In subjects with obesity, infection of endocrine organs was significantly more common (9/10) than in subjects with BMI value < 30. This observation is of clinical relevance, and no imbalances in terms of age, sex and vaccination state were observed between subjects with and without obesity. The frequent extrapulmonary spread of virus in subjects with adiposity-based chronic disease does not only provide an explanation for adverse outcomes in these individuals [38], but may also represent a reason for the increased risk of long COVID in subjects with obesity [39, 40]. Although in our series only 5 subjects were underweight, the majority of them (i.e., 4) showed SARS-CoV-2 extrapulmonary dissemination. This observation along with the increased risk of severe COVID-19 outcome in underweight people [41] might suggest including these subjects among those requiring prioritized vaccination. Notably, cases in which virus was present in the endocrine system died more rapidly than those in which virus was not detected in endocrine organs. The finding likely points to the association of severe clinical conditions with the spread of virus to extrapulmonary organs.

Finally, this study of severe COVID-19 confirms that endocrine infection is more frequent in males than in females. In fact, it has been demonstrated that sex chromosome dosage does control the antiviral activity of natural killer cells that is less effective in males than in females [42]. Hence, the frequent infection of WAT in males might be a consequence of different sex-related immune efficiency. On the other hand, WAT infection might determine the disproportionate release of pro-inflammatory cytokines, thus playing a role in the worse prognosis.

Limitations of the present study include: (1) the small sample size with low statistical power in organ-specific analyses. Nevertheless, in endocrine tissues virus detection was significantly more common in individuals with obesity. (2) Not all endocrine organs could be tested in all autopsy cases, thus limiting estimates of infection prevalence per tissue and concordance analyses. (3) The detected virus variants are those prevalent in the first phase of the pandemic, thus precluding conclusions with regard to virus variants that circulate at the present time.

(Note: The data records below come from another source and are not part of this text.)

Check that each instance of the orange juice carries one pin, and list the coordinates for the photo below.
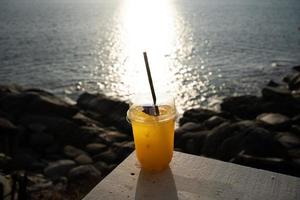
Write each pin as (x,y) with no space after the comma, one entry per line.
(153,136)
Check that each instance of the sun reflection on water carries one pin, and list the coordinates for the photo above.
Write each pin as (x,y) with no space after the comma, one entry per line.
(147,25)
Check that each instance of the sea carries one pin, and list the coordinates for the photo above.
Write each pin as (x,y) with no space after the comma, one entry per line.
(199,51)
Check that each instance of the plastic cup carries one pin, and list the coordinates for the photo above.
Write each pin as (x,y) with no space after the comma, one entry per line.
(153,135)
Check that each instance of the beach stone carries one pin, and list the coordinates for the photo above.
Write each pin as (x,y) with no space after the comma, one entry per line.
(7,126)
(198,115)
(275,93)
(72,151)
(268,163)
(83,172)
(9,89)
(195,135)
(83,159)
(101,166)
(295,129)
(83,120)
(123,149)
(272,83)
(108,156)
(273,119)
(94,148)
(59,168)
(294,82)
(114,136)
(296,120)
(187,127)
(297,68)
(37,128)
(24,160)
(215,138)
(214,121)
(294,153)
(288,140)
(41,139)
(245,107)
(260,142)
(110,111)
(92,130)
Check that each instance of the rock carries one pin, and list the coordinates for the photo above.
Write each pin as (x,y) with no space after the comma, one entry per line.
(272,83)
(196,115)
(83,120)
(101,166)
(114,136)
(272,93)
(297,68)
(84,172)
(214,121)
(25,160)
(260,142)
(95,148)
(188,127)
(10,89)
(295,168)
(59,168)
(41,140)
(294,83)
(273,119)
(215,139)
(268,163)
(195,135)
(295,129)
(192,147)
(108,156)
(92,130)
(294,153)
(37,128)
(227,140)
(288,140)
(83,159)
(296,119)
(72,151)
(7,127)
(245,107)
(123,149)
(110,111)
(52,149)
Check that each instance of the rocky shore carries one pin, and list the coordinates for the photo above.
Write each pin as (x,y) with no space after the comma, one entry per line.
(51,146)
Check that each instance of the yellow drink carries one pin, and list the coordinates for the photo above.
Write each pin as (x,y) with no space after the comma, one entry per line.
(153,136)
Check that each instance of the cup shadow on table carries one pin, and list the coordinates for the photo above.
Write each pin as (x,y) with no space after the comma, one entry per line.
(158,186)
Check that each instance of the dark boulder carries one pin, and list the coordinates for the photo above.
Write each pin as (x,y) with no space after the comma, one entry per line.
(108,156)
(196,115)
(59,168)
(245,107)
(109,111)
(215,138)
(276,93)
(273,120)
(84,172)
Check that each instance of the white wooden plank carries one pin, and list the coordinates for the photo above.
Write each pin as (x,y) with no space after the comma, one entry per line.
(195,177)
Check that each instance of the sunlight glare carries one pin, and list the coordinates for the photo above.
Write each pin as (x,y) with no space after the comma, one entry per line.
(148,26)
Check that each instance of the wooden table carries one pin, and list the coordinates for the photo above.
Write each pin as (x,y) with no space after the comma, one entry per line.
(195,177)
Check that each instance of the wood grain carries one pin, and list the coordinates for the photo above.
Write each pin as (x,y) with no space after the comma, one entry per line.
(195,177)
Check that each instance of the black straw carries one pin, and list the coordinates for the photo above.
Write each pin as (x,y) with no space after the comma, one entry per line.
(151,83)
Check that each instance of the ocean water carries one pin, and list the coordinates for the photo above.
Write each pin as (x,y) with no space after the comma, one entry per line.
(200,50)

In closing, the spread of SARS-CoV-2 to endocrine organs appears to be common in lethal cases of COVID-19. Not all endocrine organs are equally prone to viral infection, with the anterior pituitary and WAT representing the most common targets. Remarkably, the frequent finding of virus in endocrine organs reinforces the link of adiposity-based chronic disease with disease severity. In addition to the rapid decline of the humoral response after vaccination in subjects with high BMI values [41], the present findings highlight the importance of vaccination against SARS-CoV-2 for these individuals. Since post-COVID conditions remain a major issue in the current epidemic, a rigorous follow-up of endocrine function—especially of thyroid and pancreas—is advocated in subjects with obesity.